Over the last two years, we’ve seen many businesses quickly adapting to a Work-from-Home (WFH) approach for their teams, lifting and shifting their current processes from a centralized office into a decentralized world.
While this was achieved for most businesses to varying degrees of success, it begs the question: are their current processes still the best way to go?
Business owners continue to look for revenue growth opportunities or, at the very least, some way to maintain or reduce costs to deliver shareholder return.
So, now with the world seemingly settling into a “new normal,” how do businesses review and evaluate their transformation journeys?
Front Office: Always the Attention Getter
A lot of businesses have very experienced leaders within their ranks who know they need to “automate” at least some of their business practices. But, as always, funding is limited with multiple teams looking at projects and people to deliver on these aspirations.
Traditionally, businesses have continued to focus on their sales organizations’ needs to sell products and services effectively, without fully understanding the impact that can pose on the middle and back offices’ ability to deliver. Sales typically receive the lion’s share of a company’s overall project budget, leaving the operations team to work out how to implement the latest product offering, often with a smaller portion of the budget.
Mapping Out the “As-Is” vs. the “To Be”
Where the middle to back-office can find some wins is to engage in processing mining, a practice that effectively maps current business with a focus on understanding the time and effort (and hence costs) in the processing chain. Further, they can run a scenario-based analysis to determine the effects a change in volume places on people and processes.
It can be daunting to review the overall operating model, and businesses often vacillate between the options of “Should we do this in-house or use an external consultant?”
For larger organizations, this may be an easy answer, but for those that run on tight margins and limited resources, it can be a very difficult decision.
IT teams in the small to medium organizations usually step up to support the middle to back office by often creating bespoke point solutions to the immediate need and often, these are left to run. Where changes are required, due to regulatory needs, for example, it is often difficult to change these and harder to update code where there are global attacks (e.g., Log4j issue in December 2021), as the focus usually remains on delivering to the front office.

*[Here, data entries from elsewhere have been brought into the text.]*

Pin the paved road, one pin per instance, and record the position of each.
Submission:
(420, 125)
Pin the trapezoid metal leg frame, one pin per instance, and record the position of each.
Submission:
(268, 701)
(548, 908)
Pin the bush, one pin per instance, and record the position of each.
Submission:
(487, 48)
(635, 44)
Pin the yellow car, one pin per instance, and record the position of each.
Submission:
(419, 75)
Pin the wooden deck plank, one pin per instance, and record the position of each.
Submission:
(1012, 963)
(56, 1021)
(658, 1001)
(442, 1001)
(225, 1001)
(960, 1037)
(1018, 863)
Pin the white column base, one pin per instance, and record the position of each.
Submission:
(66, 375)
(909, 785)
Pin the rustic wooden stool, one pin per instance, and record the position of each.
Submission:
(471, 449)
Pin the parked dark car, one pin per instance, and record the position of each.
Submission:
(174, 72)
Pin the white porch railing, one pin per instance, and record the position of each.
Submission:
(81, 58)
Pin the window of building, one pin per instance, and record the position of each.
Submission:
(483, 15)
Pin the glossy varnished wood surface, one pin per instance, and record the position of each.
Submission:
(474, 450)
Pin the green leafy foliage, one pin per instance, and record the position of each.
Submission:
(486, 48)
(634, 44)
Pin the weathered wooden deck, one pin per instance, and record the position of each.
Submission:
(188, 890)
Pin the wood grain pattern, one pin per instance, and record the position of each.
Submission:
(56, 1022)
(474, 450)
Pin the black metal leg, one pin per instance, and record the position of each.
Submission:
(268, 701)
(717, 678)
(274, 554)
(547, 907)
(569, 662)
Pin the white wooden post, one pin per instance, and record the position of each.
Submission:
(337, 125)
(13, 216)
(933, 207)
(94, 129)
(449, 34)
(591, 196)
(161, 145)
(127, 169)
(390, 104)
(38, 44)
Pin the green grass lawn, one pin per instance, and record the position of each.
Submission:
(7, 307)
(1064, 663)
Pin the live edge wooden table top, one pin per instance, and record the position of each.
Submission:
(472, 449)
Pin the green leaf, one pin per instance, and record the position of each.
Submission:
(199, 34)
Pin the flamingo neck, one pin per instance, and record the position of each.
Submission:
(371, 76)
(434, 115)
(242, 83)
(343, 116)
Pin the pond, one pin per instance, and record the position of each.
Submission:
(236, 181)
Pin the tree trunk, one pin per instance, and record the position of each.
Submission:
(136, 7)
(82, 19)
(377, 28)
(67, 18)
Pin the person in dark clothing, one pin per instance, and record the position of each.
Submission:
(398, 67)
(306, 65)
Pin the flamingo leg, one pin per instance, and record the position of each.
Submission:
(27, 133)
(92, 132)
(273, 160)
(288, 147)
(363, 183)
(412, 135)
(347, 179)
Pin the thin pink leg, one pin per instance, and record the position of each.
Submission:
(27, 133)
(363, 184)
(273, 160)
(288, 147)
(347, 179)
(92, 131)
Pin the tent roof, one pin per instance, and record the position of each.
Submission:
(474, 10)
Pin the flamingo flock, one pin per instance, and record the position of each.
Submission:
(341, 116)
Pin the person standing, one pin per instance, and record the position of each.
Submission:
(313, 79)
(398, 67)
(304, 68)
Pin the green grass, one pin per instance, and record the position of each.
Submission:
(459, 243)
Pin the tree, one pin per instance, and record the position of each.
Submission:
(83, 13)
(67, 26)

Implementing a market-leading intelligent automation solution enables more efficient processing on a common platform, eases the burden on the IT team in these businesses and gives them more capability to design end-to-end processes when looking at all the effects from the front office through to the middle and back-office functions, including sending information to external service providers.
Once operations teams can quantitatively prove value, it makes the presentation of business cases to transform from high-cost processes to more optimal and lower-cost processes much easier, moving them one step closer to actually reimagining their businesses and optimizing their value to their clients, while simultaneously improving their employees work satisfaction.